После 1945 г. редко кто ставит под сомнение законность Второй мировой войны; это сомнение, напротив, вдохновляет тех, кто воскрешает в памяти Великую войну, — даже после окончания второго всемирного конфликта. С самого начала нам показывают, что бойцы обоих лагерей были по сути братьями — немцы и русские в «Окраине», французы и немцы в «Великой иллюзии»[167]
; их борьба была абсурдной, а мысль о том, что народы на самом деле хотят уничтожить друг друга, неверной. Второй послевоенный период сделал этот анализ еще более глубоким, была воспринята основная идея романа «На западном фронте без перемен»[168]: смерть сеют военный порядок и государственные учреждения — как потому, что они порождают соперничество, зависть, безответственность (фильмы «Дороги славы», «Мужчины против»), так и потому, что превращают считающихся свободными людей в рабов и заставляют их убивать невинных (фильм Дж. Лоузи «В назидание»).ВОЙНА — ПРЕДВЕСТИЕ ТОТАЛИТАРНОГО НАСИЛИЯ
Одной из характерных черт Первой мировой войны во Франции было то, что в 1914 г. ее участники никоим образом не сдерживали своих чувств, по крайней мере когда война началась. Они кричали: «На Берлин, на Берлин!», — при том что всего лишь за пару недель до этого столь же уверенно провозглашали: «Война войне!» Когда же война закончилась, они сочли ее абсурдной, вообразив, что «больше их туда не загонят» и эта война «была последней, последней из последних»[169]
.Нужно ли напоминать то, что писал философ Анри Бергсон в «Бюллетене армий Республики» от 4 сентября 1914 г.? «В настоящем конфликте противостоят две силы… сила, которая слабеет (немецкая), потому что она не имеет опоры в возвышенном идеале, сила, и которая не ослабнет (французская), потому что она опирается на идеал справедливости и свободы». В свою очередь, Анри Лавдан, модный в то время драматург, заявлял: «Я верю в могущество нашей правоты, в этот крестовый поход во имя цивилизации. Я верю в кровь из ран, в воду благословения, в наших сограждан, в наше великое прошлое и в наше еще более великое будущее, я верю в нас, я верю в Бога. Я верю, я верю».
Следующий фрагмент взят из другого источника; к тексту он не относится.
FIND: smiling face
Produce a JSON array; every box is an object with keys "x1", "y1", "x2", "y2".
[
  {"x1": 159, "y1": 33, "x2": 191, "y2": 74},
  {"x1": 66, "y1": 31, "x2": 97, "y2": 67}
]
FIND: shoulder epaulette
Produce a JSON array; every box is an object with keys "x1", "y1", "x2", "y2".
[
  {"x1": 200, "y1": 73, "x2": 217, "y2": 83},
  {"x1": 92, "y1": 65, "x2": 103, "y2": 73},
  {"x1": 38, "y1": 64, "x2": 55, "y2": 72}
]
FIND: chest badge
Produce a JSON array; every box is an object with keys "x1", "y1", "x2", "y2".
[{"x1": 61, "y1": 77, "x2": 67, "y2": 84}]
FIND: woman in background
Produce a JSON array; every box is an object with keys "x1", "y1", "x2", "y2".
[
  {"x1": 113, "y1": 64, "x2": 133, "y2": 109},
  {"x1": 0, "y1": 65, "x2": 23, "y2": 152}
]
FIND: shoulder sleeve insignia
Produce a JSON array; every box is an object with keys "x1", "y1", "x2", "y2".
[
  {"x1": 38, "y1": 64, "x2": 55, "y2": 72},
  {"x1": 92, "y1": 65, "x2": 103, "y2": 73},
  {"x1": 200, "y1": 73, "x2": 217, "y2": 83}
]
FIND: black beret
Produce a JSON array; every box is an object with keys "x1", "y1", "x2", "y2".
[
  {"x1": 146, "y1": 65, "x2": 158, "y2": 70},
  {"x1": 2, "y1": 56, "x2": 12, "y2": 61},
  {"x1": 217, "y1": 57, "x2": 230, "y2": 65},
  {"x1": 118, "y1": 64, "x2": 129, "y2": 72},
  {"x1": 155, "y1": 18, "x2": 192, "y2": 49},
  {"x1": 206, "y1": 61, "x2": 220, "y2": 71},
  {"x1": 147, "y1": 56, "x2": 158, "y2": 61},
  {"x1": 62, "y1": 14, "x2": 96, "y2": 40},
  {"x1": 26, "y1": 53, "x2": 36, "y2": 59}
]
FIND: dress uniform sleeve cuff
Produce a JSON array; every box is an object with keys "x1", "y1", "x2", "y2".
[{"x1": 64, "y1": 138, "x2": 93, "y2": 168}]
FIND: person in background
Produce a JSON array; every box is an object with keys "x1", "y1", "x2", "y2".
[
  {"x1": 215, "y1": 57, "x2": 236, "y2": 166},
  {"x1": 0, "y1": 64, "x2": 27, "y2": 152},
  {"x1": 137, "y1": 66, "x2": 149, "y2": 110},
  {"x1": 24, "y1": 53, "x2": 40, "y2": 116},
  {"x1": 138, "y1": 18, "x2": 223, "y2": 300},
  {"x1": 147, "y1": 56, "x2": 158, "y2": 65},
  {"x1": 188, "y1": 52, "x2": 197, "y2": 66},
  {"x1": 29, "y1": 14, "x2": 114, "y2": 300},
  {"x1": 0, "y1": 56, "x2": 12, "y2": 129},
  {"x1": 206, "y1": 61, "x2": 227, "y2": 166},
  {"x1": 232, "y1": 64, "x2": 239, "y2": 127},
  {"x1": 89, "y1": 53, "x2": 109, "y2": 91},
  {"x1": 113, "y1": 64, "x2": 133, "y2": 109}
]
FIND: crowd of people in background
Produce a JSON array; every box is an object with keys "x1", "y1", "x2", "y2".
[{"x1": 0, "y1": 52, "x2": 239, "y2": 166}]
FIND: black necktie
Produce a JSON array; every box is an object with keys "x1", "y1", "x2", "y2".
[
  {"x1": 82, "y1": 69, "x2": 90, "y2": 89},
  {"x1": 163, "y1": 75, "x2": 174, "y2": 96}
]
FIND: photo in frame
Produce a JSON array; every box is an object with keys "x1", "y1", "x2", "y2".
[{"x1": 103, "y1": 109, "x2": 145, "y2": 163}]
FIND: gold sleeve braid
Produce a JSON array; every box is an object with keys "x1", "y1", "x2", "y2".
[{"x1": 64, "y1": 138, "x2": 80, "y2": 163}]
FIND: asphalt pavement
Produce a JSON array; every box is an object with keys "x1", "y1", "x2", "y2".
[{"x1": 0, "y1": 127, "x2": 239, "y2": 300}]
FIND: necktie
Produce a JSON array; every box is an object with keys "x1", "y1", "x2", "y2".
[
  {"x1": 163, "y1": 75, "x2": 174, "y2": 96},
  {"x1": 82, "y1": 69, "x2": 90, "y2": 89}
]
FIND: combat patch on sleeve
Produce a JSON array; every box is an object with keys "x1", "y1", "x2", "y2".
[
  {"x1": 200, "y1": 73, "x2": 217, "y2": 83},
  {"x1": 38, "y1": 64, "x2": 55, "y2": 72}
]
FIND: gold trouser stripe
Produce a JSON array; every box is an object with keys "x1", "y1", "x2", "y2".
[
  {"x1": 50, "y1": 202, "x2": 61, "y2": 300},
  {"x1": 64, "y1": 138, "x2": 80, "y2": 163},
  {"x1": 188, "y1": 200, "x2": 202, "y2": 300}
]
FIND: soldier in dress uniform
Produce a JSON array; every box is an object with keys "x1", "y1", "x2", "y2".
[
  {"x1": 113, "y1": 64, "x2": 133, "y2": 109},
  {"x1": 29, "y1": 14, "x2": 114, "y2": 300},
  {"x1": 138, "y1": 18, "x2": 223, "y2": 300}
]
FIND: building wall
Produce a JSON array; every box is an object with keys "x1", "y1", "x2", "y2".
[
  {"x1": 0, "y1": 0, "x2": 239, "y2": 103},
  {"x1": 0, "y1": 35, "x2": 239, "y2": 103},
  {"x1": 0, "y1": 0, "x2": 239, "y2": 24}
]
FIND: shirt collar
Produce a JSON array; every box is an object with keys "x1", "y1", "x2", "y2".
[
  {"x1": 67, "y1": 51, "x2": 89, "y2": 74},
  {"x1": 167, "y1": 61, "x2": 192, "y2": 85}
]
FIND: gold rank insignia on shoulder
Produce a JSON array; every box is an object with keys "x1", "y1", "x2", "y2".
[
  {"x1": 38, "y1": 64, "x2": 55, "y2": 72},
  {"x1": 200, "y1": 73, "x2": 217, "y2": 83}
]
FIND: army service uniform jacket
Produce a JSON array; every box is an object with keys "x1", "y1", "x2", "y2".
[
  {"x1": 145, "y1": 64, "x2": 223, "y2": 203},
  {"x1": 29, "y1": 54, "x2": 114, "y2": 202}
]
Подобный мистицизм — характерная черта тех лет. Он сохранится после войны и возродится,
У французов — наследников века Просвещения, воспитанных на идеях независимого мышления и культуры, основанной на научности, эти модели поведения и мышления вызывали удивление. Все тот же Анри Бергсон тремя годами позже четко определил произошедший перелом. «Война со дня на день точно определила ценность всех вещей; многие из них, что казались важными, утратили значение, другие, о которых мы прежде думали рассеянно, сделались существенными. Стремительно упала завеса условностей и привычки, висевшая между нашим сознанием и реальностью: у нас появилась шкала ценностей для каждой личности, для каждого предмета, для каждой нации и для каждой идеи, которая указывает нам на их абсолютную ценность, вне пространства и времени». Не этот ли дух будет позже править при тоталитарных режимах, где установится новый образ мышления и жизни? В Германии формируется новая мораль, порвавшая с христианством, тогда как в России поставлены под сомнение прежние нормы: порожденные Просвещением права человека определяют там как «буржуазные» — во имя революционной необходимости и при опоре на озлобление недовольных; то же самое воодушевляет членов разных лиг, фашистских и иных по всей остальной Европе.
И еще одна характерная черта. Оставив в стороне пацифистское и революционное движение, можно прийти к выводу (достойному осуждения или нет, не важно), что патриотизм «закрыл» (как писал историк Кристоф Прошассон) всякую возможность думать по-иному. В этом на собственном опыте убедился Жозеф Кайо, который после огромных людских потерь в своей стране, подлинного «кровопускания», искал третий путь между милитаризмом и пацифизмом — и был заклеймен как предатель. Точно так же в советском обществе с 20-х годов было трудно думать иначе, чем партия, а вскоре, при Сталине, исключалось всякое публичное выражение мыслей кем-либо, прежде чем выскажется вождь; его анализ представлялся научным, и в коммунистической партии (позднее также во Франции) с ним не спорили. В равной степени была исключена всякая самостоятельная мысль, после того как по тому или иному поводу выскажется германский фюрер; так что лишь в эмиграции можно было мыслить свободно. Подобно тому, как это делал в 1914 г. Ромен Роллан, выступавший против войны из Швейцарии.